Gender diversity week - a timely reminder

Catherine Harland
Insights Newsletter
16 November, 2012

The first week of November was Gender Diversity Week, which is a sad reminder that no country has yet achieved gender equality.

The Global Gender Gap Report 2012, released in late October, shows New Zealand ranked sixth out of 135 countries, having closed 78% of the gap between men and women. New Zealand, along with 19 other countries, ranked first equal for completely closing the gender gap in educational attainment. Rankings were lower for political empowerment at ninth place and economic participation and opportunity at fifteenth place. Data in the report adds to the mounting body of evidence that gender diversity directly benefits business performance, productivity and economic competitiveness.

Studies in 2007 by McKinsey & Company and Catalyst showed that companies with more women on their boards or in top management positions tended to be more profitable. A recent study by the Credit Suisse Research Institute found that from 2005 to 2011 across 2,400 companies in 46 countries, those with at least one woman on the board outperformed those without women by 26%.

Last year Goldman Sachs found closing the gap between male and female employment rates would boost New Zealand’s GDP by 10%. The report also identified the lack of women in leadership and on boards as needing urgent attention. Its analysis of 82 of the top 100 NZX-listed companies found only 11% of board positions were held by women; 45% had no women on their boards; and in companies based outside Auckland or Wellington, 63% had no women on their board.
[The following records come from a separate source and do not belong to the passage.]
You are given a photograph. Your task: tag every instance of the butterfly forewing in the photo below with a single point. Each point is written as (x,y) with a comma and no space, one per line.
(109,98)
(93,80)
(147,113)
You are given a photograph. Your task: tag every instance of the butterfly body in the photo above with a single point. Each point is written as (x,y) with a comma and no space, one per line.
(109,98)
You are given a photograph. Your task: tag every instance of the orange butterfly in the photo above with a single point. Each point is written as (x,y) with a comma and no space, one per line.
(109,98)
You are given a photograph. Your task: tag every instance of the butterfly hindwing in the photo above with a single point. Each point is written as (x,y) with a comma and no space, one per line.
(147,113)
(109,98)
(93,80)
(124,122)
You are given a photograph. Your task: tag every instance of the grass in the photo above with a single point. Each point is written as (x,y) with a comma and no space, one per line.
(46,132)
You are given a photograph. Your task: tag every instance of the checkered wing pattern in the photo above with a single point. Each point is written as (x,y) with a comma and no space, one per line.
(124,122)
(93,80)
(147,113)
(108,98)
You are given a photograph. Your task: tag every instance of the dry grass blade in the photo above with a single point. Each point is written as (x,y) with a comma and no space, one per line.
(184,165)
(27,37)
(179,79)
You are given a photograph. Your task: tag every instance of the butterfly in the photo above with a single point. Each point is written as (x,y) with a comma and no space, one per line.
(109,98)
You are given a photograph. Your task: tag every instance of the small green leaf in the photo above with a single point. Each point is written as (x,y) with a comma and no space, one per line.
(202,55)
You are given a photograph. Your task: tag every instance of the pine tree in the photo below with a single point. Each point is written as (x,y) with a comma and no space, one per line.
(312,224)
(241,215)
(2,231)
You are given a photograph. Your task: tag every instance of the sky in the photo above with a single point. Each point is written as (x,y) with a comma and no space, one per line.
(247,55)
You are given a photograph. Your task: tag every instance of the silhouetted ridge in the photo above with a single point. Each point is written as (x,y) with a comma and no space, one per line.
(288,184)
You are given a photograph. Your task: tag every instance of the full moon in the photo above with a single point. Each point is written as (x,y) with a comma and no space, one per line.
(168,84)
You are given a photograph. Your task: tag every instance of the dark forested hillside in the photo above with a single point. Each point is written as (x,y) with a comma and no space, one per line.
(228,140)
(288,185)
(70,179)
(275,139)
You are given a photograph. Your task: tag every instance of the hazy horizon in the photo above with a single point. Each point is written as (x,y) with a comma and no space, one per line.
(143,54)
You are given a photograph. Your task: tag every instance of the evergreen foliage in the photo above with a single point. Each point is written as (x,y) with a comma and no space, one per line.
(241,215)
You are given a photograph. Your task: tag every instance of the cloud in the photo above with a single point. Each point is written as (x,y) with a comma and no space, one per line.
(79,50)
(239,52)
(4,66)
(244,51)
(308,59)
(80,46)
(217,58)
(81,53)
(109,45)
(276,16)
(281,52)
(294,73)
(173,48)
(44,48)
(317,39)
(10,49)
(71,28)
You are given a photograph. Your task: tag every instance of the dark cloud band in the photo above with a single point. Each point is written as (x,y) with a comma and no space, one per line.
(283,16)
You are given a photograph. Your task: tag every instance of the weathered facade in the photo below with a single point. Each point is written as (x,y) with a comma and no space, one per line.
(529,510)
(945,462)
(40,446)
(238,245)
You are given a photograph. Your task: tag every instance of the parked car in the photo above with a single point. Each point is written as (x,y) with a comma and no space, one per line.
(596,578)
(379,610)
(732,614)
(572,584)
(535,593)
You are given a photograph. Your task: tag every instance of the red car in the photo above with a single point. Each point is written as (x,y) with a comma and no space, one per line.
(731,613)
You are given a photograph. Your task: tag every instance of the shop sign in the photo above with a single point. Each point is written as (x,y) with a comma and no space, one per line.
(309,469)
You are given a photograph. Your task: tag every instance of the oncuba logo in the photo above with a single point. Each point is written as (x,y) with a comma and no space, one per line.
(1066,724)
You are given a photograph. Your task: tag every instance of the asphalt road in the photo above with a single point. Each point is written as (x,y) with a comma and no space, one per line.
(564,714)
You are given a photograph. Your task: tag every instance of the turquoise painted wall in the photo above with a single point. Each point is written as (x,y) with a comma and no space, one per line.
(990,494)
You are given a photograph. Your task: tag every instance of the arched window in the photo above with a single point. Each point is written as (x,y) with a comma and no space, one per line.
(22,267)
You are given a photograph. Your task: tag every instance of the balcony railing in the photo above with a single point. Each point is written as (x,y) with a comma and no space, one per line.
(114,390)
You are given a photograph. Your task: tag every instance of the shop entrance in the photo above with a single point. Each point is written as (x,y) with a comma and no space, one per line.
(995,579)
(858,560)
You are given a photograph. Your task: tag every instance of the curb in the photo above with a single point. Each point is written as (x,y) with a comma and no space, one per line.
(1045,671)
While state sector boards and committees boast 41% of women members, they still fall short of the 50% target set in the 1980s.

Some action for creating pipelines for women into leadership and directorships is underway through the 25 Percent Group, NZX, Global Women, and Women on Boards New Zealand. A handful of New Zealand companies have signed on to the United Nations Women’s Empowerment Principles that are designed to intensify efforts to bring women in at all levels of business.

But as the November 2012 McKinsey article, ‘The Global Gender Agenda’, states, “many more committed leaders need to prioritise treating gender diversity like any other strategic business initiative. Leaders need to ask for and talk about the data, establish a culture of sponsorship, and raise awareness of what a gender diverse work environment looks like.” Shifting mind sets and changing behaviour needs champions.